The processing is being done by the tooling of that project. I tried (and succeeded) in feeding it an object file using --emit=obj, though the name is unpredictable and I'm not exactly sure it contains everything the tooling expects in non-trivial case. For .so I'm getting the following error:

error: cannot produce cdylib for example-hello-world v0.1.0 (polkavm/guest-programs/example-hello-world) as the target riscv32emac-unknown-none-polkavm does not support these crate types

Makes some sense, I suppose, as it doesn't have a loader that could resolve any imports, but that's also technically true for binaries.

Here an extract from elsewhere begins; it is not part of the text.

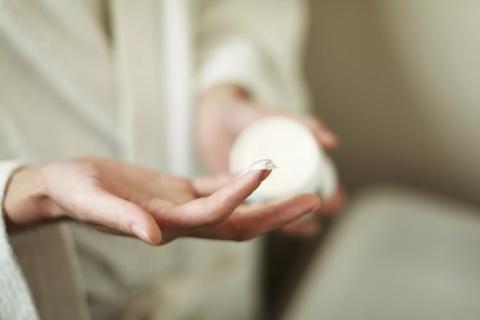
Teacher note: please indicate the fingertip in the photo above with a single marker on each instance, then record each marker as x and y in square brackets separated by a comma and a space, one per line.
[149, 233]
[311, 202]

I have not found a way to build the binary, but I did find a way to what I need to do with an extra step of linking the static library:

ld -relocatable \
    --whole-archive libexample_hello_world.a \
    -o libexample_hello_world.o

This produced an object file that turned out to contain everything that the tooling I was feeding it into afterwards expected, all without #[no_main].

The only difficulty is that since my target is riscv64, I had to install cross-compilation tooling and use riscv64-linux-gnu-ld, I wish there was a way to ask rustc to produce the same object file or link a few files for me on request instead.

The drawback here is that both .a and .o files include a bunch of useless compiler built-ins, which contributes ~4M for 32-bit build and ~6M to 64-bit build. Executable doesn't have that and is measured in tens of kilobytes in size instead.